My most distinct memory of the modern musical rendition of “Hallelujah” happened in the attic of an old canal-house in Amsterdam. Chris Smith. 2003.
The musician was a highly-talented guitarist and vocalist, but he was also a friend and co-worker of mine. Picking the strings of his guitar and singing the words in his distinct style and voice, he moved me to the point of tears. Even though I had likely heard the song previously and I certainly heard it many times thereafter, it’s that one performance of the song that sticks with me. At subsequent open-microphone events and informal jam sessions, I would ask him to play it again — but he always refused.
He has since recorded a version of the song for YouTube (accessible above). Though it’s not exactly the same as that one night in the zolder, the song has remained one of my personal favorites.

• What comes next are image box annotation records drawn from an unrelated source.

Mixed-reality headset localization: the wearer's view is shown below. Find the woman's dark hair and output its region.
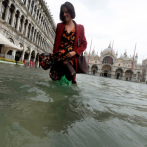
[60,2,76,21]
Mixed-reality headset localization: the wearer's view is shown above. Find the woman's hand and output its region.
[65,51,76,58]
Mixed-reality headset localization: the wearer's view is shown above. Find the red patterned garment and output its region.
[39,28,76,80]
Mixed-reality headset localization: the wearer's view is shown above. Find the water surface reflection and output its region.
[0,64,147,147]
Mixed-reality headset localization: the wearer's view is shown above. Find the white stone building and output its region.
[0,0,56,62]
[85,45,142,82]
[142,59,147,83]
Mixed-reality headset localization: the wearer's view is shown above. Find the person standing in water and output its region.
[41,2,87,84]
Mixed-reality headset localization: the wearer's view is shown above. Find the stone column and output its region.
[34,8,38,20]
[21,19,25,34]
[0,0,2,18]
[32,4,35,16]
[25,22,29,37]
[11,9,16,27]
[25,0,28,7]
[4,5,10,22]
[122,72,125,81]
[21,49,25,62]
[16,15,20,31]
[12,50,16,60]
[28,49,32,62]
[29,0,32,12]
[31,28,35,41]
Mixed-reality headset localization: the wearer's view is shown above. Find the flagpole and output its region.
[88,39,92,63]
[132,43,137,70]
[109,40,114,68]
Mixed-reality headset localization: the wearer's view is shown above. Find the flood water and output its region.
[0,63,147,147]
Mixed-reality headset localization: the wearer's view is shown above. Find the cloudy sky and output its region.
[46,0,147,63]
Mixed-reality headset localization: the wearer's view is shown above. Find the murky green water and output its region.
[0,64,147,147]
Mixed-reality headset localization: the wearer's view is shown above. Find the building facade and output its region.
[0,0,56,65]
[142,59,147,83]
[85,45,142,82]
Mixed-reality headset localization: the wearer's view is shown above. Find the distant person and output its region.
[40,2,87,84]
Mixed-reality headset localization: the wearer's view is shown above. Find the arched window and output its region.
[14,11,19,28]
[33,30,36,42]
[33,6,37,16]
[1,1,8,20]
[28,24,31,38]
[8,6,14,24]
[39,13,41,21]
[23,20,28,35]
[30,27,34,40]
[23,0,26,5]
[19,16,24,32]
[27,0,30,10]
[31,1,34,14]
[9,38,14,44]
[36,10,39,20]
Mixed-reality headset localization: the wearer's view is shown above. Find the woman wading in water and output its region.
[40,2,87,84]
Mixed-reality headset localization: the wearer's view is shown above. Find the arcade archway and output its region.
[125,70,133,81]
[115,68,123,79]
[91,65,98,75]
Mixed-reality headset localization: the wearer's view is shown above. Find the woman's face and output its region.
[62,7,72,22]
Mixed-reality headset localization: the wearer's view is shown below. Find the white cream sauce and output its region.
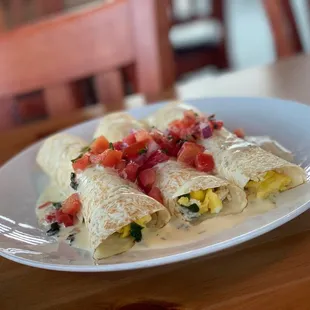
[36,185,275,251]
[245,136,294,162]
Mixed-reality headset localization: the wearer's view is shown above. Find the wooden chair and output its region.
[263,0,303,59]
[164,0,229,77]
[0,0,174,129]
[6,0,65,28]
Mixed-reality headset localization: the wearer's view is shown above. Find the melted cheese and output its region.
[246,171,292,199]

So when I saw Alan Light’s new(ish) book, “The Holy or the Broken: Leonard Cohen, Jeff Buckley, and the Unlikely Ascent of ‘Hallelujah,'” I jumped at the chance to read it. I found the book to be very well-researched, even if not particularly eloquent (it has the feel of a very extended magazine article). I was fascinated to learn more of the stories behind this song and the way it rose into the public consciousness — very unique from most popular songs. And I was intrigued by all the angles that have been explored in relation to this song through the years. The lyrical mix of sexuality and spirituality has been interpreted dozens of different ways, depending on which verses have been included and in which order. But the haunting melody and the simple one-word chorus dominates — to the point that it’s become something of a secular hymn in our culture today.

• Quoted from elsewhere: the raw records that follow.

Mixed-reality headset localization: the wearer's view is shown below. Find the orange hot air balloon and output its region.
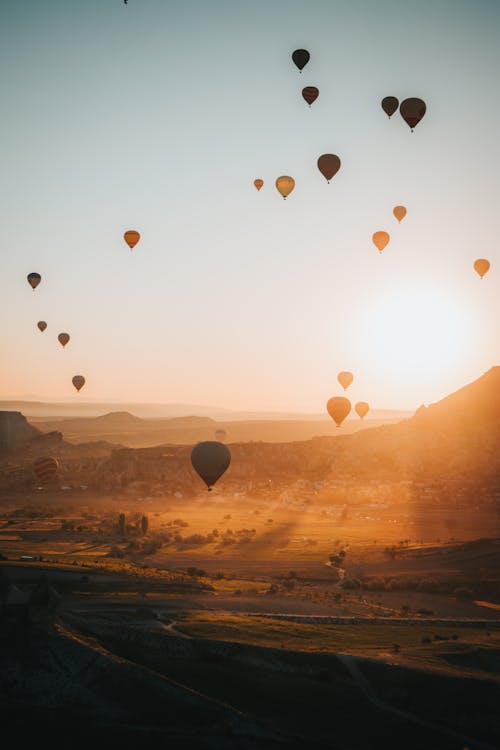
[372,232,391,253]
[392,206,406,222]
[474,258,490,278]
[337,370,354,391]
[354,401,370,419]
[71,375,85,391]
[276,175,295,199]
[123,229,141,250]
[326,396,351,427]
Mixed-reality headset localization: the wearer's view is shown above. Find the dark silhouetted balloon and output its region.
[337,370,354,391]
[302,86,319,106]
[123,229,141,250]
[326,396,351,427]
[292,49,311,73]
[399,99,427,131]
[33,456,59,484]
[318,154,340,182]
[474,258,490,278]
[382,96,399,119]
[71,375,85,391]
[276,175,295,199]
[372,232,391,253]
[26,273,42,291]
[191,440,231,491]
[354,401,370,419]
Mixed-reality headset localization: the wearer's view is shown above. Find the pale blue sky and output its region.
[0,0,500,412]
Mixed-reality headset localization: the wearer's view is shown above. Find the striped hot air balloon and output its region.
[33,456,59,484]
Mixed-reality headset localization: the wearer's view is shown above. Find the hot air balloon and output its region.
[71,375,85,391]
[123,229,141,250]
[292,49,311,73]
[302,86,319,106]
[474,258,490,278]
[382,96,399,119]
[372,232,391,253]
[26,272,42,291]
[318,154,340,182]
[191,440,231,492]
[33,456,59,484]
[337,370,354,391]
[392,206,406,223]
[354,401,370,419]
[326,396,351,427]
[276,175,295,199]
[399,99,427,132]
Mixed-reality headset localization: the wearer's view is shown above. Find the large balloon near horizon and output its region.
[71,375,85,391]
[399,98,427,131]
[123,229,141,250]
[354,401,370,419]
[474,258,490,278]
[326,396,351,427]
[292,49,311,73]
[276,175,295,200]
[33,456,59,484]
[26,271,42,291]
[318,154,341,182]
[372,232,391,253]
[337,370,354,391]
[191,440,231,492]
[382,96,399,120]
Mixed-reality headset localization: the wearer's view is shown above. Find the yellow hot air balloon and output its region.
[372,232,391,253]
[123,229,141,250]
[474,258,490,278]
[392,206,406,222]
[354,401,370,419]
[337,370,354,391]
[326,396,351,427]
[276,175,295,199]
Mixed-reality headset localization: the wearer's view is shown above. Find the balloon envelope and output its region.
[26,272,42,291]
[382,96,399,119]
[292,49,311,72]
[302,86,319,106]
[318,154,340,182]
[71,375,85,391]
[123,229,141,250]
[276,175,295,198]
[354,401,370,419]
[337,370,354,391]
[372,232,391,252]
[326,396,351,427]
[474,258,490,278]
[399,99,427,130]
[33,456,59,484]
[191,440,231,490]
[392,206,406,222]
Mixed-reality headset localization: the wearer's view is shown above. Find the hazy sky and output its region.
[0,0,500,412]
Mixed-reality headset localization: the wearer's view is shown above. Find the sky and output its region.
[0,0,500,413]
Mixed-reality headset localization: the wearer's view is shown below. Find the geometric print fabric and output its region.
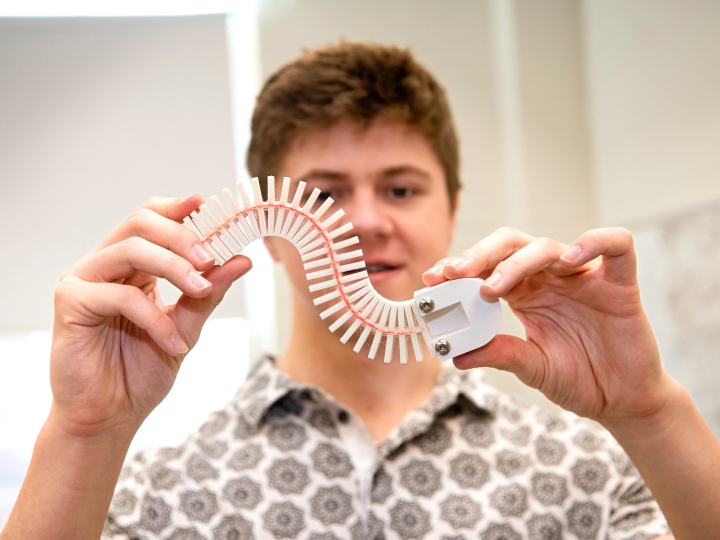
[102,357,670,540]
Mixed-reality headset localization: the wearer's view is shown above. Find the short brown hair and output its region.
[247,42,460,206]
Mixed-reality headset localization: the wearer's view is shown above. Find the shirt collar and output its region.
[235,355,498,430]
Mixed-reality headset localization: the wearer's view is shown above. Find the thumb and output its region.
[453,334,543,388]
[168,255,252,348]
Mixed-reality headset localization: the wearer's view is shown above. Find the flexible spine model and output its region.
[184,176,499,364]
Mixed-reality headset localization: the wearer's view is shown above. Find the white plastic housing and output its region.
[413,278,502,360]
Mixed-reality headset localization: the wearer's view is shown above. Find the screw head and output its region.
[418,298,435,313]
[435,339,450,356]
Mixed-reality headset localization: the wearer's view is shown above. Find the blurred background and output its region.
[0,0,720,526]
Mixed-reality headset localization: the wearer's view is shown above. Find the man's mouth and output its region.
[365,264,398,274]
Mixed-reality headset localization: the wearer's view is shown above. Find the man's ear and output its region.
[450,189,460,232]
[263,236,281,263]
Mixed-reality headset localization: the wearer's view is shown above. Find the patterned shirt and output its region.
[102,357,669,540]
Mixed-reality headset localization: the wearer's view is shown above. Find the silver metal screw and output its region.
[418,298,435,313]
[435,339,450,356]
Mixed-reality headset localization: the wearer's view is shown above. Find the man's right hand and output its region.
[50,195,251,437]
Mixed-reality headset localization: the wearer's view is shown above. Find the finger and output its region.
[74,236,212,297]
[55,279,188,356]
[169,255,252,347]
[443,227,534,279]
[453,334,542,388]
[560,227,637,283]
[480,238,567,298]
[89,196,215,271]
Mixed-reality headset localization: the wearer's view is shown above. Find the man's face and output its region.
[266,120,455,311]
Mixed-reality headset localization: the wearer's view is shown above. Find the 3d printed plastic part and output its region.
[185,176,502,363]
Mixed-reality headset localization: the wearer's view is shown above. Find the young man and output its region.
[0,44,720,540]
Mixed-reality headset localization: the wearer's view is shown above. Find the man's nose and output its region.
[343,190,393,241]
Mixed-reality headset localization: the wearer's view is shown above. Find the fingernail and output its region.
[188,270,212,291]
[560,246,582,262]
[170,332,188,354]
[193,244,215,263]
[423,263,442,274]
[178,193,197,204]
[484,272,502,289]
[445,255,467,268]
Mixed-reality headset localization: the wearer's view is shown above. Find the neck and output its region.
[277,298,440,441]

I think the historical trajectory of this song is a fascinating study, in and of itself — pointing to religious trends, artistic trends, technological trends, and broader social trends. But as I read the book, I kept trying to think why I was so interested in the song. Why did Chris Smith’s rendition of the song resonate so strongly in me, back in 2003? And in the second-to-last chapter of the book, a Presbyterian minister (Reverend Sandy Scott) from Saskatchewan provided the perfect articulation of my reaction to the song:
The music and poems of Leonard Cohen were not written for the synagogue or the church, and he does start with his human experience, but some of his poetry and music engages in an exchange or conversation with scripture…
There are days, I am sure, when you and I and even the great King David could only muster a cold and lonely Hallelujah. It may be that the cold and lonely Hallelujah is a turning point that marks our salvation, because we know only God can save us from some of the situations we find ourselves in. The cold and lonely Hallelujah is a surrender to the mystery and backhanded glory of God.

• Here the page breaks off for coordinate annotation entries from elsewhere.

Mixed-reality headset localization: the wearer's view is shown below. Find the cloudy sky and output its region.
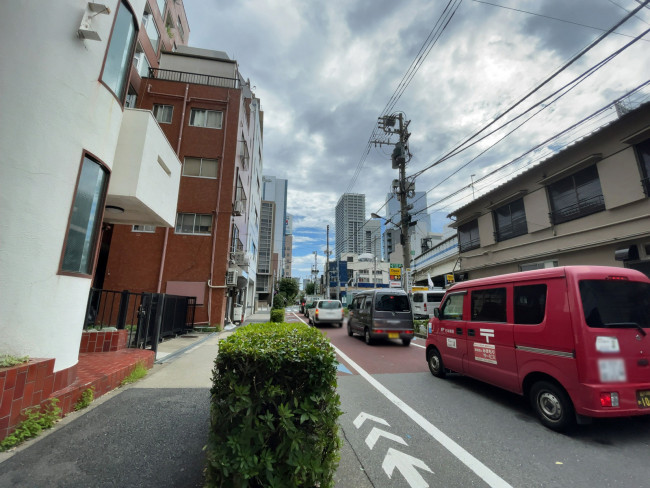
[184,0,650,277]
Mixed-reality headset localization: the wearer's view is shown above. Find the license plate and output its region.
[636,390,650,408]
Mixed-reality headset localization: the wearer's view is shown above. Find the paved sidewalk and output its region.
[0,311,370,488]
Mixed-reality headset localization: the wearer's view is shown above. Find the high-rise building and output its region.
[334,193,366,259]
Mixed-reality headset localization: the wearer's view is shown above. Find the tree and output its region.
[278,278,299,303]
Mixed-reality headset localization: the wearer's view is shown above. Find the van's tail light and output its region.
[600,391,619,407]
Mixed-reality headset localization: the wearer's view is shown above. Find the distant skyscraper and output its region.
[335,193,366,259]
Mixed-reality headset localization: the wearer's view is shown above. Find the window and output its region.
[61,155,108,275]
[548,166,605,224]
[440,293,465,320]
[514,285,546,324]
[153,104,174,124]
[176,15,185,39]
[190,108,223,129]
[458,220,481,252]
[102,0,137,103]
[493,198,528,242]
[131,224,156,233]
[183,158,218,178]
[142,4,160,53]
[375,295,411,312]
[579,279,650,329]
[176,213,212,236]
[635,139,650,197]
[472,288,506,322]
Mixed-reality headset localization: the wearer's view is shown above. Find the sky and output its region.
[184,0,650,278]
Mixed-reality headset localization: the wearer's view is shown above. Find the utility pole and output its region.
[372,113,415,291]
[325,225,330,300]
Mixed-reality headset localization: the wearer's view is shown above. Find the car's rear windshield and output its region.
[375,295,411,312]
[580,279,650,329]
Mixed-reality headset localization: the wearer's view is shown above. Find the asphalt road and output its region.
[286,315,650,488]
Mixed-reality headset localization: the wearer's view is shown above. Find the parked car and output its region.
[348,289,414,346]
[426,266,650,431]
[411,288,445,320]
[309,300,343,327]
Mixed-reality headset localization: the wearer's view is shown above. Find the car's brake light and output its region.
[600,391,619,407]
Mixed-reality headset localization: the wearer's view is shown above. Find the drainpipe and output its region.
[208,90,230,325]
[157,83,190,293]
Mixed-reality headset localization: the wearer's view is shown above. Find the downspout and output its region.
[208,90,230,325]
[156,83,190,293]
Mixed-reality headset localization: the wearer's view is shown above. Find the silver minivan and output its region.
[348,289,414,346]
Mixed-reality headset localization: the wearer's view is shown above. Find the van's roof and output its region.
[448,266,650,291]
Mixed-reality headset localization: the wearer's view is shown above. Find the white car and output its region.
[309,300,343,327]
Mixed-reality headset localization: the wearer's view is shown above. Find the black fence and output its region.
[84,288,196,351]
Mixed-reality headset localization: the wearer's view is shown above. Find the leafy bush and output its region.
[0,398,61,452]
[271,308,284,322]
[206,323,341,488]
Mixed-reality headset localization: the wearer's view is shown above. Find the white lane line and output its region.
[294,314,512,488]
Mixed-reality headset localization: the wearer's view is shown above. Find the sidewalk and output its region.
[0,311,370,488]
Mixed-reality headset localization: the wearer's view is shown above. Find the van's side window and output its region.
[472,288,506,322]
[440,293,465,320]
[514,285,546,324]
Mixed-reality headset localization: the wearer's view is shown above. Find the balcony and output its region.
[104,109,181,227]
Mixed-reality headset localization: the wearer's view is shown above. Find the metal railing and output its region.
[149,68,239,88]
[83,288,196,351]
[550,195,605,224]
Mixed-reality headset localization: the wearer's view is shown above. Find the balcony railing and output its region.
[149,68,239,88]
[551,195,605,224]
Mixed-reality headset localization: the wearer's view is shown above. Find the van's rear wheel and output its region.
[363,328,374,346]
[530,381,575,432]
[427,349,447,378]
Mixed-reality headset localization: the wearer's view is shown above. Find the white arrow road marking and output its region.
[354,412,390,429]
[381,447,433,488]
[366,427,408,451]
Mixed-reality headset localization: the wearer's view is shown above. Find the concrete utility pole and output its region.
[372,113,415,291]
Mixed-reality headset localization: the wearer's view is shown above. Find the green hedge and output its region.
[271,308,284,322]
[206,323,341,488]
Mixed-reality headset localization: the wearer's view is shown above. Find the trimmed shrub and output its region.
[271,308,284,322]
[206,323,341,488]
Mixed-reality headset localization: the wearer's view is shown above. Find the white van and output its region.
[411,288,446,319]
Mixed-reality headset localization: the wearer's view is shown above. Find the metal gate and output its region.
[84,288,196,351]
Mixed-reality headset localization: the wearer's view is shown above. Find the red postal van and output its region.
[426,266,650,431]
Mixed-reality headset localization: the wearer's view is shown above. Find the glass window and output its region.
[458,220,481,252]
[190,108,223,129]
[131,224,156,233]
[61,156,108,275]
[440,293,465,320]
[153,104,174,124]
[375,294,411,312]
[514,285,546,324]
[175,213,212,235]
[183,158,218,178]
[579,279,650,329]
[102,0,137,102]
[493,198,528,241]
[635,139,650,197]
[548,166,605,224]
[142,4,160,53]
[472,288,506,322]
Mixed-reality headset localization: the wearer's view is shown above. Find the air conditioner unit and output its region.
[233,251,251,267]
[226,268,239,286]
[232,200,244,215]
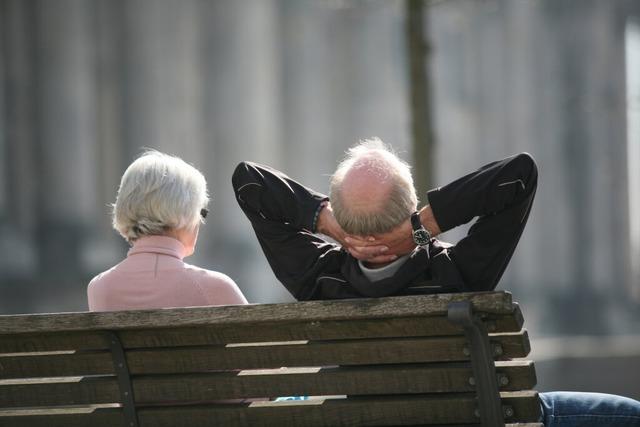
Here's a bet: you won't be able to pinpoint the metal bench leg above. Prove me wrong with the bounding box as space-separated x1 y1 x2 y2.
447 301 504 427
107 332 138 427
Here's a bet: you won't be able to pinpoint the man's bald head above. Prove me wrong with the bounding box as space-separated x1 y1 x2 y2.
330 138 418 236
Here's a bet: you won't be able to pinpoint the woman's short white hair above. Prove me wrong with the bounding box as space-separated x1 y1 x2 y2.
329 138 418 236
113 151 209 242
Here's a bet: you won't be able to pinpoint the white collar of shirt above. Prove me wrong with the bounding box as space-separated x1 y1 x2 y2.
358 254 411 282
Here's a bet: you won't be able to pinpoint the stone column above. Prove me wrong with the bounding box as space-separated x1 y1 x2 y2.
35 0 97 277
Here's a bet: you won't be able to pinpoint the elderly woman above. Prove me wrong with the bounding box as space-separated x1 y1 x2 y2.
87 151 247 311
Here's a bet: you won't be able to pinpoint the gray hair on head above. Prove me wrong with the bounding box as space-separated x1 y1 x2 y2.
329 138 418 236
113 150 209 243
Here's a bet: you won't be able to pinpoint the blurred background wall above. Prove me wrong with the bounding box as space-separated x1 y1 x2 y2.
0 0 640 398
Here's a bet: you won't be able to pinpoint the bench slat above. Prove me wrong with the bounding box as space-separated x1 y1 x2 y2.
0 331 529 379
134 393 540 427
0 392 542 427
0 362 536 407
0 292 514 334
0 310 523 353
0 406 122 427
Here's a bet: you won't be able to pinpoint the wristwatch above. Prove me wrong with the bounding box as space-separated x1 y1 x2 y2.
411 211 431 246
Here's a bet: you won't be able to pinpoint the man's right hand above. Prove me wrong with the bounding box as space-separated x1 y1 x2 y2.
317 202 398 264
346 205 441 262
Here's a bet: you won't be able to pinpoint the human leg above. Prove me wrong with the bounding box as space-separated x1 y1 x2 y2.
540 392 640 427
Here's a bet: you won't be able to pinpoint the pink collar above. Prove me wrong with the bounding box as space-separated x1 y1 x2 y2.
127 236 186 259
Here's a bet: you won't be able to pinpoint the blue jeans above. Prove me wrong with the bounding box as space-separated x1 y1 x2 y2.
539 391 640 427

The hallelujah being declared is not from a confident and victorious believer who has seen the light, has the answers to everything, and is entitled to God’s blessing and salvation… I think it is a song of praise for those who have experienced loss, pain, and sin in life and yet still believe God can reconcile and even redeem the things that we cannot.
I recognize, of course, that other people are entitled to dramatically different interpretations of the song — and it will always mean different things to different people. But to Rev. Scott’s thoughts, I say Amen.